Hard-selling U
At housing summit, Mayor Darrell Steinberg says it’s sales tax or bust
A public battle over stripped park benches on K Street and continuing tensions over the city’s anti-camping ordinance backdropped a late-game pitch by Sacramento Mayor Darrell Steinberg at a housing summit this week.
On Monday, while appearing at the Sacramento Regional Affordable Housing Summit, Steinberg lobbied hard for his Measure U sales tax increase by saying it was the city’s main hope for tackling homelessness and tenant displacement.
“Our big play in Sacramento is Measure U,” he stressed, adding that some of the new revenues would be used to create a capital equity fund specifically for housing. The mayor estimated such an initiative could generate $450 million in additional revenue for affording living projects and an arsenal of improved homeless programs.
“We can’t put on the measure what we’re going to do, but I can be specific from my bully pulpit,” Steinberg told the crowd.
Steinberg made no mention of reinstating the city’s inclusionary housing rules that were ditched in 2015, which mandated developers build affordable units as part of any project. He did address questions about why Sacramento hasn’t attempted to pass a general obligation bond for housing, a type of property tax hike that’s recently netted between $550 million to $1.2 billion for jurisdictions such as Alameda County, Santa Clara County and the city of Los Angeles.
“I’m fine with the concept, but I’m wary of anything that requires a two-thirds vote,” Steinberg said of pursuing a bond. “We’ve had too many attempts here where we’ve lost on those votes.”
West Sacramento Mayor Chris Cabaldon backed Steinberg up on that point.
“We may have turned the corner when it comes to people weaponizing the term ‘affordable housing,’ but we’re far from being in a place where I think our voters will approve a property tax,” Cabaldon said.
That’s made Measure U a gamble for some.

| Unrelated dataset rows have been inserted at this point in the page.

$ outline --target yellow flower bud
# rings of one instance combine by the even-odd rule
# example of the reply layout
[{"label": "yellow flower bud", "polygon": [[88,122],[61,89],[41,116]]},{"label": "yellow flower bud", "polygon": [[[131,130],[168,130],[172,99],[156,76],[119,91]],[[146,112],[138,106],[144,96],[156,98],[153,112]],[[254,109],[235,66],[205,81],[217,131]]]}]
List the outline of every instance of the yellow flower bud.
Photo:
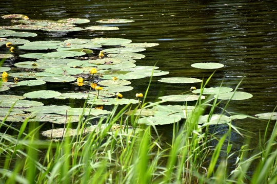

Constructed as an initiative that requires a simple majority vote to pass, any money raised through the doubled-up sales tax will go straight into the city’s general fund, meaning the city council can spend it as it pleases.
Fiscally conservative groups such as Eye on Sacramento and the Sacramento Taxpayers Association contend that means the money raised through the regressive tax will have to go toward the city’s mounting pension debt rather than the priorities Steinberg has outlined. Both groups helped form the No on Measure U coalition, which has made City Hall officials nervous about losing a revenue stream they’ve already woven into Sacramento’s future.
Steinberg, who recently called for park benches to be returned to the K Street corridor after Sister Libby Fernandez highlighted their removal on social media as hostile to homeless people, was also asked at the summit why Sacramento hasn’t considered passing a real estate transfer tax to help build affordable housing.
“Part of it is a political consideration,” he admitted. “A sales tax doesn’t have built-in opposition, a real estate tax does. It helps when you’re trying to sell these things that there’s not a major-funded opposition getting involved.”